По одному из очень давних преданий в числе его предков могли быть знаменитые властители средневековой Грузии – цари Давид Строитель, Георгий III и царица Тамара. Его дед, царевич Александр (Исаак-бек) Иессевич, один из многочисленных сыновей картлинского царевича Иессея (Евсея), брата царя Вахтанга VI, выехал в Россию в декабре 1758 г. из-за разногласий с правящей грузинской семьёй и был определен императрицей Елизаветой Петровной в Астрахань, или, скорее всего, в Кизлярскую крепость (Северный Кавказ). Там в ту пору располагался армянский и грузинский конный эскадрон, в котором ему дали чин подполковника.
Со временем туда перебрался и его сын Иван Багратион (11.11.1730—1795), который в отличие от отца царевичем уже не был. Несмотря на утверждения многих авторов, он никогда не был полковником российской армии, русского языка не знал, и умер в чине секунд-майора, пожалованном ему по прибытии из Грузии только для назначения пенсии.
Долгое время считалось, что матерью Петра Ивановича Багратиона была дочь грузинского царя Ираклия II (1720—1798). Сегодня многие пытливые исследователи ставят это утверждение под большое сомнение. Доподлинно неясно, кем она могла быть: из какого именно «грузинского княжеского рода»?

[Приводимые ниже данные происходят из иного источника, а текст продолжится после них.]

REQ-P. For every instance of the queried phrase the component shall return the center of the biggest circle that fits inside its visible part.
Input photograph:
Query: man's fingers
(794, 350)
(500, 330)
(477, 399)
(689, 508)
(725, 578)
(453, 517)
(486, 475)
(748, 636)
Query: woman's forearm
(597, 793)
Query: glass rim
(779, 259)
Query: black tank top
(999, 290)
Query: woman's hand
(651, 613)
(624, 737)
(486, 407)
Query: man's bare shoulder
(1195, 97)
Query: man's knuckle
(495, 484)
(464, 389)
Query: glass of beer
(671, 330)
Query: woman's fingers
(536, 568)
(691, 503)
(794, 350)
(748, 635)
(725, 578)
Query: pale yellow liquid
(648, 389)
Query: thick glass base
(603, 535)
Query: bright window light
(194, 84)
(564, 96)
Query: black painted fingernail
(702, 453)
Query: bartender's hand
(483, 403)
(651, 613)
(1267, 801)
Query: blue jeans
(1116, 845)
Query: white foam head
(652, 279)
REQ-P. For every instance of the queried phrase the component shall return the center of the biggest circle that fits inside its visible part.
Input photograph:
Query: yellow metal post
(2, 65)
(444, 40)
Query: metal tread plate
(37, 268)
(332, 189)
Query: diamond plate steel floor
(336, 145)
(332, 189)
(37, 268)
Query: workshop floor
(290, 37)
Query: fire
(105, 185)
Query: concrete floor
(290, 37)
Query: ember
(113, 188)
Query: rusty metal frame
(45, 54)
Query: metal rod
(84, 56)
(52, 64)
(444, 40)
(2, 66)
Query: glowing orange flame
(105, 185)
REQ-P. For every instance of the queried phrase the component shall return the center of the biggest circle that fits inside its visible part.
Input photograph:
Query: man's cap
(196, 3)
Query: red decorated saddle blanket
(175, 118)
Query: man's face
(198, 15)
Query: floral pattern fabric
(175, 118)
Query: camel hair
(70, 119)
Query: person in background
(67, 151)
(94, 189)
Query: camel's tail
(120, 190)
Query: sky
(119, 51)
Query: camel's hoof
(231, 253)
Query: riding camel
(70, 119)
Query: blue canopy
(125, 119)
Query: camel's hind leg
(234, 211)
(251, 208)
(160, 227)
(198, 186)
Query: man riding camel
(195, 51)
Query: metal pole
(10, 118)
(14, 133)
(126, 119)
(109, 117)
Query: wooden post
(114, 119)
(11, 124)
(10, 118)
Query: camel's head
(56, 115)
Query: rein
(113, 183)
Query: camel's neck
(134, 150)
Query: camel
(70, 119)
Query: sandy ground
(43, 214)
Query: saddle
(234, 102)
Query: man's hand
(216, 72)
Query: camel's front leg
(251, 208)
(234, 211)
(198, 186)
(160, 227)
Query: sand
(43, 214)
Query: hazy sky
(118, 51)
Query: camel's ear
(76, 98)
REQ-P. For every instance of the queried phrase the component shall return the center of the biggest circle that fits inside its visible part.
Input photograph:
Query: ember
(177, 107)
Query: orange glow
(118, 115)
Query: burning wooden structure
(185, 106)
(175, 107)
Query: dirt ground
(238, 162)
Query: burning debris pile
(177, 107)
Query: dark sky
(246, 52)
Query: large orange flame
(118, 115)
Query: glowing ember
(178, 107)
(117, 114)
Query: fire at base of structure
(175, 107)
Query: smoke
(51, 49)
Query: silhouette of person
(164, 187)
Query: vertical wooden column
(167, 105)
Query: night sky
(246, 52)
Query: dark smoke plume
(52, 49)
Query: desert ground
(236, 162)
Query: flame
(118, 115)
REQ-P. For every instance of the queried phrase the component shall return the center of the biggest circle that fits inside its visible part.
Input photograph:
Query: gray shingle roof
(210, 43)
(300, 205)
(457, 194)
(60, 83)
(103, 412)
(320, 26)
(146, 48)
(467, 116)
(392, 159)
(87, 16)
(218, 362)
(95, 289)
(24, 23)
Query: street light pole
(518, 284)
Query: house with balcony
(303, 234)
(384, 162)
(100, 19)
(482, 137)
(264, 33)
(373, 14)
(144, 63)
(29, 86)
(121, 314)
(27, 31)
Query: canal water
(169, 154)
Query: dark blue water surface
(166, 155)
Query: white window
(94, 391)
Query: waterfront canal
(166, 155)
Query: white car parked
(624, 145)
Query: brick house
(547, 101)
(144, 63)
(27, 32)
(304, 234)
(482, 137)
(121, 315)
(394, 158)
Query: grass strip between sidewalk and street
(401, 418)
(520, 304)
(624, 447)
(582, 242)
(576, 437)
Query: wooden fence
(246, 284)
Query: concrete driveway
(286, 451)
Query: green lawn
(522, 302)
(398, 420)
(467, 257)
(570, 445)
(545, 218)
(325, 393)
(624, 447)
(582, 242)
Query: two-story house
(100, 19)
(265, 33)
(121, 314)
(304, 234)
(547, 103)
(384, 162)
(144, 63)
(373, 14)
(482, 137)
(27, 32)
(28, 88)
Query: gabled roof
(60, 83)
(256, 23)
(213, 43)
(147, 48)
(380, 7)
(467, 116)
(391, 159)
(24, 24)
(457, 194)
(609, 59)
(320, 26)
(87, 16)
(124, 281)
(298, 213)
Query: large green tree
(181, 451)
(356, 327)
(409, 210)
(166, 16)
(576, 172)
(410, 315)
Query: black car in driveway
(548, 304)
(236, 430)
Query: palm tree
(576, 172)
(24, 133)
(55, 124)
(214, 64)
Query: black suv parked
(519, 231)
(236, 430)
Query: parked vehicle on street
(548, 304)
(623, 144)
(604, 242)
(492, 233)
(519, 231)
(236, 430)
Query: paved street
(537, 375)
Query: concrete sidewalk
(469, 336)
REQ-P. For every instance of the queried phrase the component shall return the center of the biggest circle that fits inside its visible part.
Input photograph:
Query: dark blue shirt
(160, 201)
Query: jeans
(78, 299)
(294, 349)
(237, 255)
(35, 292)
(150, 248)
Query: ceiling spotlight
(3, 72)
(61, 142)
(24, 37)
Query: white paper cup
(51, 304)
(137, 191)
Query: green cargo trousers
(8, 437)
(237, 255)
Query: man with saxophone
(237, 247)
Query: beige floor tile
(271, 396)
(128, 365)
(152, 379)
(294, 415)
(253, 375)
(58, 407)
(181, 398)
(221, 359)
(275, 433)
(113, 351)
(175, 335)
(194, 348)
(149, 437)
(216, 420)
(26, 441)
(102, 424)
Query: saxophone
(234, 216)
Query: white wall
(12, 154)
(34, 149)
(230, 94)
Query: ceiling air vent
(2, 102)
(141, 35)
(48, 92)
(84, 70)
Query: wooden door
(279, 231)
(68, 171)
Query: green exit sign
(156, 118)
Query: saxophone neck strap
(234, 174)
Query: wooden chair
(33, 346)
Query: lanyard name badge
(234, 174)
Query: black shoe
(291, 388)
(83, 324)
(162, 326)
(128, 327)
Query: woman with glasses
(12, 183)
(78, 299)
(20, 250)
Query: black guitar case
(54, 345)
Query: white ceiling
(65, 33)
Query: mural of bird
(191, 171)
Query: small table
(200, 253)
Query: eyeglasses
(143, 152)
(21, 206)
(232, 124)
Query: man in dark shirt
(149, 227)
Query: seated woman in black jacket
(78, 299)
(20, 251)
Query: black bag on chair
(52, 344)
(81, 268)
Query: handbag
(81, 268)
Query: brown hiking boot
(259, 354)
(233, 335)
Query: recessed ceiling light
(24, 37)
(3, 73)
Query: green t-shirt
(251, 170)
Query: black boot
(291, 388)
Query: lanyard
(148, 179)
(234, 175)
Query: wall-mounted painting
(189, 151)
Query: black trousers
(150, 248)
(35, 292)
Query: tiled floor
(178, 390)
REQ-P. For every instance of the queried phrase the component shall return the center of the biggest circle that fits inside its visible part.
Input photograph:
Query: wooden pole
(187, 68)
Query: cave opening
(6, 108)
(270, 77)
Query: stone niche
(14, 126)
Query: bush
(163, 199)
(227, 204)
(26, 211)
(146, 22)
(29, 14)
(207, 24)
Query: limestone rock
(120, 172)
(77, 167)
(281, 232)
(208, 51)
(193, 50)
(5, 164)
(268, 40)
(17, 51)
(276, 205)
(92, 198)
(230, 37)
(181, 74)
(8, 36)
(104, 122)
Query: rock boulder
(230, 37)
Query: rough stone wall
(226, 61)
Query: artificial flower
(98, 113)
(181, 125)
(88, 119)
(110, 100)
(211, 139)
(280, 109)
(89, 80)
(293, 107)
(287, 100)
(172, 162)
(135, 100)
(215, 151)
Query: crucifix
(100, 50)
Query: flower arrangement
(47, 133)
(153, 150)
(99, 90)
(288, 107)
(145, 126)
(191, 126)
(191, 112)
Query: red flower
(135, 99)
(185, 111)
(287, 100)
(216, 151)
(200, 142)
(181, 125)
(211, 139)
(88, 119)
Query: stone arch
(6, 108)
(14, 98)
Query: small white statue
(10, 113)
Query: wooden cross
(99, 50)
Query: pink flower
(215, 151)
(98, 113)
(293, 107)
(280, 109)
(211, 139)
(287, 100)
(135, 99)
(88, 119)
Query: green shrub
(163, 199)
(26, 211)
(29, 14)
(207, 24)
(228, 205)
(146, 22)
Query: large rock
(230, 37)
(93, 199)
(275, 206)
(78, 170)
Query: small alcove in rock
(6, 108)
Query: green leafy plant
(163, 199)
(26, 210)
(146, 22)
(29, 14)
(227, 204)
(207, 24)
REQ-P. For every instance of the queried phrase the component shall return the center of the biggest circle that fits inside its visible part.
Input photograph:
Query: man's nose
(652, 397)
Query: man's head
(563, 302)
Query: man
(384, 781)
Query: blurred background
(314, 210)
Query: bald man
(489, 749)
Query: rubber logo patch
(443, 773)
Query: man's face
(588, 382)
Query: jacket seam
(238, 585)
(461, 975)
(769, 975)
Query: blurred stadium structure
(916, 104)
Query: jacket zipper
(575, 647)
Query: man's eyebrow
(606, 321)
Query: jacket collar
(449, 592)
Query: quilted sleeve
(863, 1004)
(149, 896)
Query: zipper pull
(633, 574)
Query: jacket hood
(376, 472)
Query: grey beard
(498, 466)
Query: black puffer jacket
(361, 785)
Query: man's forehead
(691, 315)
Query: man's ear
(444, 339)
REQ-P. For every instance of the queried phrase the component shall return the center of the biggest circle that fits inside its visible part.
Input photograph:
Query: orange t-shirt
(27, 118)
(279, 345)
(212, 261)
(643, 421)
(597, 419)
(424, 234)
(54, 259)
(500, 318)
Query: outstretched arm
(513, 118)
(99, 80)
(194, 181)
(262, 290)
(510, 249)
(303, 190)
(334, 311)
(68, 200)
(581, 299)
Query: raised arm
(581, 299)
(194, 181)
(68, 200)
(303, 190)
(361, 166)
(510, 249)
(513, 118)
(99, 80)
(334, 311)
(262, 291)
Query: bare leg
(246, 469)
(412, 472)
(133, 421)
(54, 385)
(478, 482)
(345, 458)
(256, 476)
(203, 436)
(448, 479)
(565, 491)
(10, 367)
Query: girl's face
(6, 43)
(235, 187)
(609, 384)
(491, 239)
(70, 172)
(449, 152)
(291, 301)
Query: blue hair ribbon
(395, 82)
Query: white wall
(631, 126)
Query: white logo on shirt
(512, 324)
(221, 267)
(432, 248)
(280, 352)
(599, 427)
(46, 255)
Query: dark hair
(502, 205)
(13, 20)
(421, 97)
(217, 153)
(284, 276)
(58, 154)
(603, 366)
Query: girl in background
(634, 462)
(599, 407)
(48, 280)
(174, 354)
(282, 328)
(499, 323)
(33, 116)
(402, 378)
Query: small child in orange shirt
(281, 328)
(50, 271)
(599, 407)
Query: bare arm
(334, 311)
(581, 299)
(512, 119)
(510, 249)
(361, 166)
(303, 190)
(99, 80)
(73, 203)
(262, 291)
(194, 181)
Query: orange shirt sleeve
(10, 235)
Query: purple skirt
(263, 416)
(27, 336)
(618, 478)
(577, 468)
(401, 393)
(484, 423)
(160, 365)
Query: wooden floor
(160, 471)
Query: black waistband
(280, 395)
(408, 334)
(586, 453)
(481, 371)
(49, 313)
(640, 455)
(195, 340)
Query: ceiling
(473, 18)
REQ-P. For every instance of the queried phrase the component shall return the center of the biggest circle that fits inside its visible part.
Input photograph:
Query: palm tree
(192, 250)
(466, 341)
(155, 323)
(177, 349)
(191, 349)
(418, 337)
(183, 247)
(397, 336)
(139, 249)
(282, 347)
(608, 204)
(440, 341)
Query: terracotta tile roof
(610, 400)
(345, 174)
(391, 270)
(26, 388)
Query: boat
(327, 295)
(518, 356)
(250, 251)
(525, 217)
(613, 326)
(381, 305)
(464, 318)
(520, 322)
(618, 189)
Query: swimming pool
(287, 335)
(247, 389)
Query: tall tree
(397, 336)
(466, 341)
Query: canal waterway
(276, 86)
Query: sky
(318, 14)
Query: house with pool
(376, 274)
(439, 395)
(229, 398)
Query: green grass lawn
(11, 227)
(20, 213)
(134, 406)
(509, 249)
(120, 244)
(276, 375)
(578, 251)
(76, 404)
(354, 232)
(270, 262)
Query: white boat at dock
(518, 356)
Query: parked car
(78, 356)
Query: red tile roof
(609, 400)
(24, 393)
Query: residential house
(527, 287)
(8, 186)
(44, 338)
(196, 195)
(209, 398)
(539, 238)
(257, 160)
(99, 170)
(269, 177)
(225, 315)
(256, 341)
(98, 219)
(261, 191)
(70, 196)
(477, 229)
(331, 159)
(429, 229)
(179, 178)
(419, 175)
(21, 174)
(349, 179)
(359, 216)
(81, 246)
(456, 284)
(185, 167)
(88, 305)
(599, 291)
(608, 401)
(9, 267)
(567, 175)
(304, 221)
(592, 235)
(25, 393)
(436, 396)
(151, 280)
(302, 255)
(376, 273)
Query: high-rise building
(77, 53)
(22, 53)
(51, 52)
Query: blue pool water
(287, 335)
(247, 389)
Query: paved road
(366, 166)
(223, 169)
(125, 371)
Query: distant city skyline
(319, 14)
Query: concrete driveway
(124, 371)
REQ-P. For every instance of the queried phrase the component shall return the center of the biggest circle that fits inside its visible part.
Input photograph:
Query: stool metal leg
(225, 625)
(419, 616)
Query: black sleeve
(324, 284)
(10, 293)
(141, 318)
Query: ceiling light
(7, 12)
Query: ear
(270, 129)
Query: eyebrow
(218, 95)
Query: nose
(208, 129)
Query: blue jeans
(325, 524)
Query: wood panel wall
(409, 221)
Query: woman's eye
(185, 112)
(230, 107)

…Кстати сказать, принято считать, что Пётр Багратион родился в 1765 году. Однако, по последним исследованиям дело может обстоять несколько иначе. Не исключено, что он мог появиться на свет много позже – в 1769 г. Сегодня по ряду веских причин приходится предполагать, что дата его рождения, скорее всего, располагается в промежутке между 1764 – 1769 гг. Ничего более конкретного, устраивающего большинство биографов Петра Ивановича Багратиона, пока сказать нельзя. Точно также как и о том, где он родился: либо еще в Грузии, либо уже в Кизляре…
У отца Петра Ивановича было три брата и две сестры.
Один из его братьев – князь Кирилл Александрович – сумел сделать успешную карьеру, сначала военного, а потом и гражданского чиновника. Уже в 1797 г. он стал генерал-майором, а вскоре и тайным советником, сенатором и надолго пережил своего прославленного племянника, умерев в 1828 г. Петр Иванович всегда поддерживал теплые, родственные связи со своим дядей Кириллом, к тому же они оба были весьма близки к генерал-губернатору Москвы Ф. В. Растопчину – весьма влиятельному в государственно-административной машине человеку. Какое-то время один из сыновей Кирилла – Алексей – служил у Петра Ивановича в бытность того командующим 2-й Западной Армией.